Paradigma alternatif yang mungkin ditempuh adalah menghidupkan kembali tradisi berfikir manhaji (metodologis) dengan mengakomodasikan berbagai metode yang telah dirumuskan para ulama mazhab sunni terdahulu seperti qiyas, istihsan, maslahat mursalah, sadd zariàh dan lain-lain secara simultan. Artinya, nalar fikih yang dikembangkan ulama terdahulu harus dikembangkan kelompok santri salafi, sebab ia selalu mampu didialogkan kembali dengan setting social dan kultur baru setiap zaman. Jika ini dapat dipahami dengan baik maka klaim dan lebel jumud (stagnan) pada fikih menjadi kehilangan relevansinya.

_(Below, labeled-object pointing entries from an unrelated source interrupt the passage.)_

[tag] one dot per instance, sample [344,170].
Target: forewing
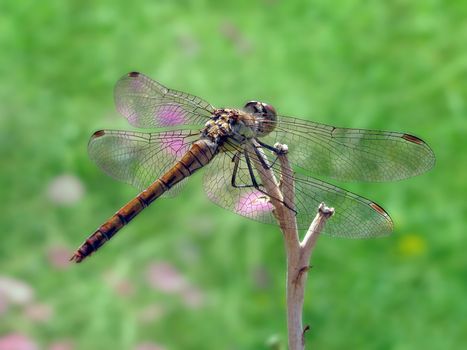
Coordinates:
[148,104]
[355,216]
[139,158]
[351,154]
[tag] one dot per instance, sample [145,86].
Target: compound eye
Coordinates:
[253,107]
[269,110]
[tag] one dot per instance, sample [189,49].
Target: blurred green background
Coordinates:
[187,274]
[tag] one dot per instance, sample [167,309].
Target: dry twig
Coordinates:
[298,252]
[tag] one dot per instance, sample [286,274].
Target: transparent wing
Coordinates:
[351,154]
[355,217]
[139,158]
[148,104]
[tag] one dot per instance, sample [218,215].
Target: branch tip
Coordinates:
[325,211]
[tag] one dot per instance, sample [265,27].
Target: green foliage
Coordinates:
[398,65]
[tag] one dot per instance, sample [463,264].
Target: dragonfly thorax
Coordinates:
[236,125]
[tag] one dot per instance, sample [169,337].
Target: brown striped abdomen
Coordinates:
[199,154]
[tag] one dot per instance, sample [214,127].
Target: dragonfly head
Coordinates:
[265,116]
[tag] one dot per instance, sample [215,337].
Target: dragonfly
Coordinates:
[232,144]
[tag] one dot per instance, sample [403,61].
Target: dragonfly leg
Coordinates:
[236,160]
[263,162]
[271,148]
[267,167]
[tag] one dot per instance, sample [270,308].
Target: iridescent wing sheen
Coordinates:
[139,158]
[148,104]
[355,216]
[351,154]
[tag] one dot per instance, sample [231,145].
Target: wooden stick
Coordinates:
[298,252]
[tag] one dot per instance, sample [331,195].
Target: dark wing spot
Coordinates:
[413,139]
[98,133]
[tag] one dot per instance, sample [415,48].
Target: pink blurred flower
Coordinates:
[165,278]
[15,291]
[16,341]
[3,304]
[59,257]
[62,345]
[253,203]
[38,312]
[149,346]
[65,190]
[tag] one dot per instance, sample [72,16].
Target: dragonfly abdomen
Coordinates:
[199,154]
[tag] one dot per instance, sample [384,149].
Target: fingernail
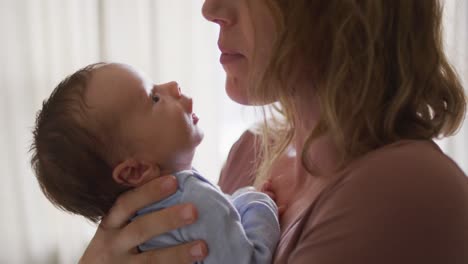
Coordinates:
[197,251]
[187,214]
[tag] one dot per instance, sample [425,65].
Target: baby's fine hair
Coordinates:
[67,156]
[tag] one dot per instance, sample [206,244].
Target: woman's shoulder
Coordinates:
[404,203]
[417,160]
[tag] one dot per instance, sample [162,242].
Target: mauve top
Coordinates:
[404,203]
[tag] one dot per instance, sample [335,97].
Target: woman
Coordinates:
[363,87]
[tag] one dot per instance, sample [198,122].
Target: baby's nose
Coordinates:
[173,89]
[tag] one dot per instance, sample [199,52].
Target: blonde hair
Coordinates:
[379,71]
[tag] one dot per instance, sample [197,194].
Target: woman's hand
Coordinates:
[116,238]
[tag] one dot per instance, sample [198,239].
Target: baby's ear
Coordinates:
[133,173]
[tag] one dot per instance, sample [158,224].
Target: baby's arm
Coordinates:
[244,231]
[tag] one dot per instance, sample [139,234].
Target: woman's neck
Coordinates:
[321,154]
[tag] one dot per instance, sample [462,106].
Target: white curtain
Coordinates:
[44,40]
[456,45]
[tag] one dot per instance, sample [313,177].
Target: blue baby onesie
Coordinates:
[241,229]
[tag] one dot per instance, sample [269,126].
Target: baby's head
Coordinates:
[107,128]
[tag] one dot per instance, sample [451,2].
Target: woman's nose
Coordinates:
[215,11]
[172,89]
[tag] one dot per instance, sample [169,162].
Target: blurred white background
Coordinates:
[44,40]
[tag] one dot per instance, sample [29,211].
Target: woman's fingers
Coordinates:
[156,223]
[131,201]
[185,254]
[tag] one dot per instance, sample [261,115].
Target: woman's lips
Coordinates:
[227,58]
[195,118]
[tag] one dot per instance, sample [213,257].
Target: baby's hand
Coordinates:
[267,188]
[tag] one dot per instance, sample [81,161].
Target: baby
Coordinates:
[107,128]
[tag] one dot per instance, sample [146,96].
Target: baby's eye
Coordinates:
[155,98]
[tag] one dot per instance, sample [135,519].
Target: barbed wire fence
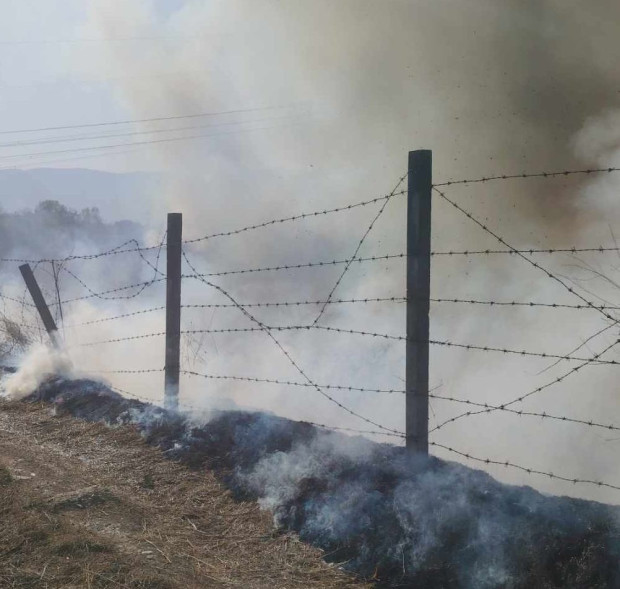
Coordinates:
[150,257]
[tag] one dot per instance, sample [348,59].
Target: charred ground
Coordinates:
[83,505]
[386,517]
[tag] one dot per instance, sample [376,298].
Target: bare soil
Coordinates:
[86,506]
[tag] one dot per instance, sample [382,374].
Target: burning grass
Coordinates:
[388,517]
[84,505]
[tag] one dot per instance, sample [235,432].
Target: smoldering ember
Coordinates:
[309,294]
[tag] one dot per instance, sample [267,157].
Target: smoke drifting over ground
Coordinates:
[385,515]
[352,86]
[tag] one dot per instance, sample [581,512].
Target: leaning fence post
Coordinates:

Fikih harus diapresiasi dalam kerangka hukum produk setting dan budaya lokal, bukan internasional, produk hukum sezaman bukan setiap zaman, meskipun masih banyak fatwa-fatwa fikih yang masih relevan dengan situasi dan kondisi kekinian. Nalar fikih sesunguhnya sudah ada dan nyata dalam semangat ijtihad dan fatwa para ulama terdahulu. Sebagian nalar itu sudah terakomodir dalam kaídah-kaidah ushuliyyah dan fikhiyyah.

Para fuqaha telah mewariskan semangat dan nalar yang begitu berharga bagi generasi berikutnya yang harus diapresiasi dengan baik. Para santri harus memiliki “simbiosis-mutualisme” terhadap realitas sosial yang terjadi di tengah-tengah masyarakat. Kepekaan yang kuat, pengamatan yang tajam dan daya analisis yang memadai harus ditunjukkan para santri dalam merespons fenemona-fenomena sosial yang terjadi di sekelilingnya. Dengan metode alternatif ini, para santri dayah salafi di Aceh diyakini akan terselamatkan kesadarannya dari ketersisihan dinamika sejarah dan keterkungkungan dalam benteng masa lampau. Perlu kita ingat bahwa masa lampau betapapun gemilang, indah dan megah, namun tetaplah telah berakhir dan terlewatkan.

*) Penulis adalah staf Dinas Syari’at Islam Kabupaten Pidie, Peneliti Pada PKPM Propinsi NAD.